Many startups do not do post mortem after incidents, mainly because they see it as a costly process to setup and run.
I’ll argue that it is more costly to not do it. If you don’t learn from your mistakes you are doomed to repeat them, and the negative consequences add up. Also there is nothing worst than feeling like this incident bringing production down is the exact same as last month…
However I agree that post mortems can be a daunting process to setup for software teams. What metrics to track? How to run the various meetings? What should be the resulting documentation? How do you even track followup actions? There is a ton of literature out there and it’s hard to know what is actually relevant.
I’m convinced that having something will be much better than having nothing while waiting to have the perfect solution. In that spirit, here is what you need to get started if you…
- Don’t do any post mortem process in place at the moment
- Have a somewhat small engineering team (<20 engineers)
- Don’t want to invest too much time in the whole thing
- Don’t run critical systems (banking, medical…)
Minimum Viable Post Mortem
The Process
When someone detects something going wrong in production, they can use their best judgment to decide if it’s an incident or not. For instance it’s easy to discard small visual glitches and assume that anything making clients call to complain can be deemed an incident.
Then, start by creating a chat channel #incident-date-name and communicate only in it. Have everyone share what they are doing.
After solving the incident, create a document called incident_date_name and put it in a place you’ll be able to find later. It doesn’t matter if it’s a wiki page, a google doc, a notion page… the document just needs to exist and be stored in the same spot as other post mortem docs.
In this document, write down:
- A quick overall description of what caused the issue
- What the impact on clients was
- How it was solved
- A link to the channel, or an extract of said channel
This part should not take you more than 2 hours to complete. You can always dig deeper, analyse more precisely… but for now it’s already great that you are writing things down and going further than just fixing the issue and moving on.
Then, spend a bit of time to think about what could have been done to prevent this. This is often clear and mostly a question of priorities, but sometimes it can be more complicated. Once you have a sense of what needs to be done, create tasks with the relevant teams. Then split those actions into two buckets:
- To do right now: if this is not done, the incident will happen again shortly for sure
- To do later: we need to do this to be in a better place
Link those tasks into the document, and then setup two calendar events in 1 week and 1 month to review them.
Finally, share the document publicly in the incident channel and then in the engineering team meeting if you have one.
Before implementing it
Don’t just start doing it, but don’t also spend ages rolling it out.
Simply share to the team that incidents will now be tracked this way and then start doing it when the next incident happens. The process won’t be followed, but prefer adjusting progressively to spending a lot of time training. The best training will be the team presentations, where people will be able to see the process in action and the value it brings.
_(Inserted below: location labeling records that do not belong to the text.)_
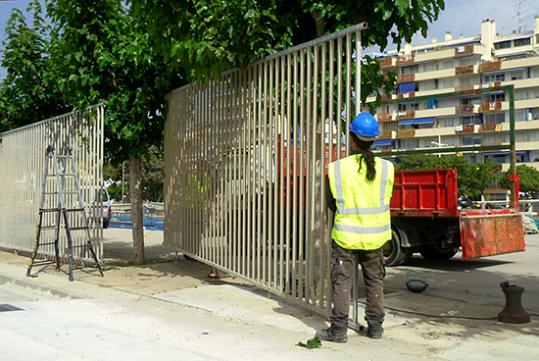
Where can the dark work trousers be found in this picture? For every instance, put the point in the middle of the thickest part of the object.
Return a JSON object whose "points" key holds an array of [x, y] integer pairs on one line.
{"points": [[342, 268]]}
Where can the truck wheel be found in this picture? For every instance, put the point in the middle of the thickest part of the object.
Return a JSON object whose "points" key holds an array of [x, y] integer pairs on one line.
{"points": [[394, 254], [434, 252]]}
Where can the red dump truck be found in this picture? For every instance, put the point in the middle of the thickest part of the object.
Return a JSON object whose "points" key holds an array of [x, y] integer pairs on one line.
{"points": [[426, 218]]}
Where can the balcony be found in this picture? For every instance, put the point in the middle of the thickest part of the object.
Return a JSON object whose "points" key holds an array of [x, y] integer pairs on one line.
{"points": [[464, 50], [404, 78], [464, 70], [406, 114], [491, 127], [490, 66], [386, 63], [466, 89], [464, 108], [406, 95], [460, 129], [386, 134], [405, 59], [405, 133], [384, 117], [492, 106]]}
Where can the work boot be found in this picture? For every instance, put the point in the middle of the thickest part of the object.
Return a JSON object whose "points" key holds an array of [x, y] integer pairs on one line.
{"points": [[375, 331], [333, 334]]}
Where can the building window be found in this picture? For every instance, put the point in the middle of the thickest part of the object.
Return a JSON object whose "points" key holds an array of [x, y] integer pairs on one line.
{"points": [[472, 119], [502, 44], [471, 140], [410, 69], [408, 106], [495, 118], [517, 75], [489, 78], [522, 42], [496, 98]]}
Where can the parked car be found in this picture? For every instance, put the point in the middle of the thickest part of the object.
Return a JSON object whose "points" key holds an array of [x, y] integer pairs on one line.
{"points": [[107, 209]]}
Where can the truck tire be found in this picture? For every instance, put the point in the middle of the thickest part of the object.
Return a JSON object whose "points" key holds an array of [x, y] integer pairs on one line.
{"points": [[394, 254], [434, 252]]}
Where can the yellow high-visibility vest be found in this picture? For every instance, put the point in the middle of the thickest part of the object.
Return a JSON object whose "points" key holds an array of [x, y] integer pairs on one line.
{"points": [[362, 219]]}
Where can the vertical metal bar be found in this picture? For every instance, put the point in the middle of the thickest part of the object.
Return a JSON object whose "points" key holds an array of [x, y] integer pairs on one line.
{"points": [[253, 169], [326, 271], [348, 89], [312, 179], [339, 97], [512, 143], [283, 117], [243, 88], [277, 125], [272, 208], [259, 124], [263, 175], [233, 152], [298, 65], [321, 232], [223, 191], [304, 132], [286, 158], [358, 72]]}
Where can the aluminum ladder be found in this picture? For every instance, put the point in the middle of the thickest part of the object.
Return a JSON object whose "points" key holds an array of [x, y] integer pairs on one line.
{"points": [[65, 192]]}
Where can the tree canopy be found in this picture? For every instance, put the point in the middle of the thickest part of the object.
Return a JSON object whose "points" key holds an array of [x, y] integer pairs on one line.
{"points": [[200, 39], [129, 54], [29, 92]]}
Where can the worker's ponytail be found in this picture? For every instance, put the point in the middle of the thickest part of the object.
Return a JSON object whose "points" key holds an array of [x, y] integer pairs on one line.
{"points": [[367, 156]]}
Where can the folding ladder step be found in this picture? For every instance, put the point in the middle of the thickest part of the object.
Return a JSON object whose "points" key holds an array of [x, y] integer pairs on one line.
{"points": [[49, 210], [62, 174], [42, 263], [65, 192], [47, 243]]}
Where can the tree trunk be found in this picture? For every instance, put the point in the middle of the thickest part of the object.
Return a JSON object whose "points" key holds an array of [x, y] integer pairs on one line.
{"points": [[135, 195]]}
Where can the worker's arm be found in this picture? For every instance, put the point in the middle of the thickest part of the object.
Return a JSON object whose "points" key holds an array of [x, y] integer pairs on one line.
{"points": [[332, 204]]}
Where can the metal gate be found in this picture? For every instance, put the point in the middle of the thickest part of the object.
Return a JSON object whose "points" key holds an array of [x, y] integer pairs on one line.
{"points": [[245, 165], [22, 156]]}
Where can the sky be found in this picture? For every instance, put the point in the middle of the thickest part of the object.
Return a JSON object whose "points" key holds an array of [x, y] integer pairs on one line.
{"points": [[460, 17]]}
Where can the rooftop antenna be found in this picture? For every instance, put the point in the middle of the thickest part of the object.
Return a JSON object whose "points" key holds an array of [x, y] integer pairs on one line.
{"points": [[518, 8]]}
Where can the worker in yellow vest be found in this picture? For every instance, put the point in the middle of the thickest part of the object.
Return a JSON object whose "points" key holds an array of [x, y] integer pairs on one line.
{"points": [[360, 188]]}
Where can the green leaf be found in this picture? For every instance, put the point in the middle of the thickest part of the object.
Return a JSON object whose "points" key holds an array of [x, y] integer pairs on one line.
{"points": [[311, 343]]}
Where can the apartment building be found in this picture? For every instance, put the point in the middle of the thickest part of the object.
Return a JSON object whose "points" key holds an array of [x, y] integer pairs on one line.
{"points": [[484, 61]]}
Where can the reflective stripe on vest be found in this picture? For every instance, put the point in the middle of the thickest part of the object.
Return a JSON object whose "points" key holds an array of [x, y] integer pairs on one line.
{"points": [[362, 220]]}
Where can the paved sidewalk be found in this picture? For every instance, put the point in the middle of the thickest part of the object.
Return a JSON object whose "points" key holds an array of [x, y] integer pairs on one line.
{"points": [[173, 303]]}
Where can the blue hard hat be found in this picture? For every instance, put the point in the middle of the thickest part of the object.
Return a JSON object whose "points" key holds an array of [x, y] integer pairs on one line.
{"points": [[365, 126]]}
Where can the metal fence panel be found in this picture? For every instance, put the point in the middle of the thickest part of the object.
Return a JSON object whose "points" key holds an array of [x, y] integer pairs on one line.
{"points": [[245, 165], [22, 157]]}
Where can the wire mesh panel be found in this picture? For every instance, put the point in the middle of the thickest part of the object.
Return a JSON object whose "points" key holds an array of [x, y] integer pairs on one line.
{"points": [[22, 160], [245, 165]]}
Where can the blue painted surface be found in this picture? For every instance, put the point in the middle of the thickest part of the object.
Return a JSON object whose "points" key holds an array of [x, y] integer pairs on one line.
{"points": [[153, 223]]}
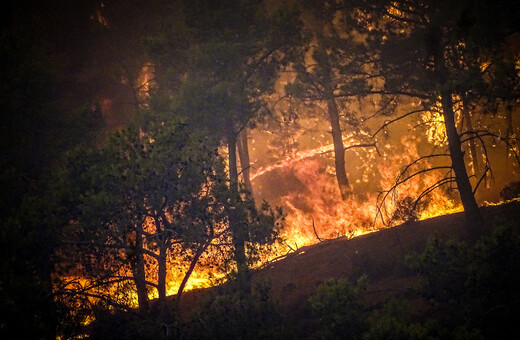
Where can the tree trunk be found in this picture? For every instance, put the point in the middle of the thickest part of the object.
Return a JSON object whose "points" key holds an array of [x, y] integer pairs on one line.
{"points": [[237, 229], [193, 263], [245, 162], [337, 139], [471, 209], [161, 275], [139, 273], [472, 144]]}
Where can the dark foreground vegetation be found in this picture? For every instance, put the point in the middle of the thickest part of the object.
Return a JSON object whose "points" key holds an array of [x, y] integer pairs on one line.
{"points": [[463, 287]]}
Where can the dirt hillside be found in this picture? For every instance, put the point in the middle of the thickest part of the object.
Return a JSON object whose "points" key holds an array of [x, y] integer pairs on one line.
{"points": [[379, 255]]}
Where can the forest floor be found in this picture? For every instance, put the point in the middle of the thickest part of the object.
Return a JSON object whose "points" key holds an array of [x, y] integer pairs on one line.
{"points": [[379, 255]]}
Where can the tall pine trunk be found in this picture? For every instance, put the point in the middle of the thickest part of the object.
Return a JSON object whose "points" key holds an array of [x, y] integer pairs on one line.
{"points": [[186, 277], [237, 229], [161, 274], [245, 162], [337, 137], [471, 209], [139, 273], [472, 144]]}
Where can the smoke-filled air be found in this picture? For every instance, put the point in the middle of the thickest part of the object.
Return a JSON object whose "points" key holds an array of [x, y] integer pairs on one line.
{"points": [[269, 169]]}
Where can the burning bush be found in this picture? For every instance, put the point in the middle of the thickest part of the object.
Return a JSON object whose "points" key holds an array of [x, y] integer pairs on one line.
{"points": [[407, 209], [510, 191]]}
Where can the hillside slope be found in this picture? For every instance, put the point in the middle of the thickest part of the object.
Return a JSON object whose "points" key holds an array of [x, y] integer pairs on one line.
{"points": [[379, 255]]}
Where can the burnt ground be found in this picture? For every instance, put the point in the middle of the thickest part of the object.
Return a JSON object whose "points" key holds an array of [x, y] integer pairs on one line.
{"points": [[379, 255]]}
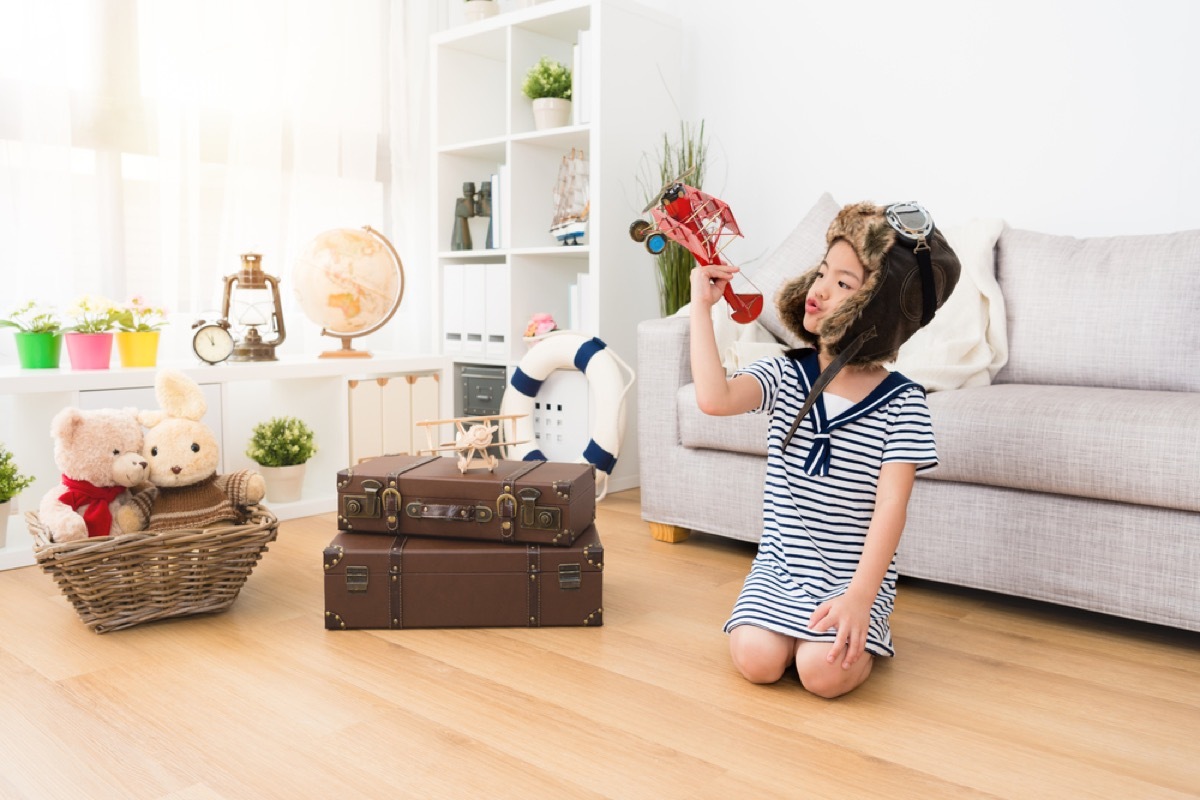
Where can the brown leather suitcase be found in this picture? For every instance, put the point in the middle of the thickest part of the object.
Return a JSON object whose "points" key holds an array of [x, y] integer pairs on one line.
{"points": [[537, 501], [397, 582]]}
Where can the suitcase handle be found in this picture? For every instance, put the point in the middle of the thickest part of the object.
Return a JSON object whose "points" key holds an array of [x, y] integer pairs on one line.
{"points": [[449, 512]]}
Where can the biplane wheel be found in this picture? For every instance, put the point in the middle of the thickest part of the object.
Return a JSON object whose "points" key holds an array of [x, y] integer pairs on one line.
{"points": [[639, 229]]}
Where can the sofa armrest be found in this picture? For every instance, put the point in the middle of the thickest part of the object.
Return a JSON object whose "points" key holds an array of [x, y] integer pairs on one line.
{"points": [[664, 366]]}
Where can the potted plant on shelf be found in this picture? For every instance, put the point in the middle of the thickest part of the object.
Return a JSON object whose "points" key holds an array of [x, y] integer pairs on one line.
{"points": [[549, 85], [540, 325], [675, 263], [12, 483], [281, 447], [39, 336], [90, 337], [137, 332]]}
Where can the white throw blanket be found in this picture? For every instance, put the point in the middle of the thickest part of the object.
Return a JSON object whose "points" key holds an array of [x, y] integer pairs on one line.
{"points": [[967, 342], [965, 346]]}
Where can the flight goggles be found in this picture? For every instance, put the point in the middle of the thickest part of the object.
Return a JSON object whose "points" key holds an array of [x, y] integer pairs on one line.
{"points": [[910, 220]]}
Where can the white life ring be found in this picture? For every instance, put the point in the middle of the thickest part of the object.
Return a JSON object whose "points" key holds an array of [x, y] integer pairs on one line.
{"points": [[606, 384]]}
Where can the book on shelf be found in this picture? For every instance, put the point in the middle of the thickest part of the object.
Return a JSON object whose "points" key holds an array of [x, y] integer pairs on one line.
{"points": [[497, 212]]}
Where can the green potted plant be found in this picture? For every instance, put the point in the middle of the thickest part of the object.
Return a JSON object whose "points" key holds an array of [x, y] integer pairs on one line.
{"points": [[549, 85], [12, 483], [39, 335], [90, 335], [281, 447], [677, 157], [137, 332]]}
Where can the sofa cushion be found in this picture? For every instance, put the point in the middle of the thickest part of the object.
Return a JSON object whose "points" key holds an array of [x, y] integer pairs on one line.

Finally, keep it blameless. The goal is to improve and prevent issues, not to point fingers.
“Blameless postmortems are a tenet of SRE culture. For a postmortem to be truly blameless, it must focus on identifying the contributing causes of the incident without indicting any individual or team for bad or inappropriate behavior. A blamelessly written postmortem assumes that everyone involved in an incident had good intentions and did the right thing with the information they had. If a culture of finger pointing and shaming individuals or teams for doing the “wrong” thing prevails, people will not bring issues to light for fear of punishment.”
Reviewing the Shortcuts
To have something you can start doing cheaply, this process is cutting a lot of corners. For instance:
- No incident prioritisation. Anything broken “enough” in production is worth doing a post mortem. If doing one takes less than an hour, it’s faster to just do it than argue over if it’s a P2 or P3 incident.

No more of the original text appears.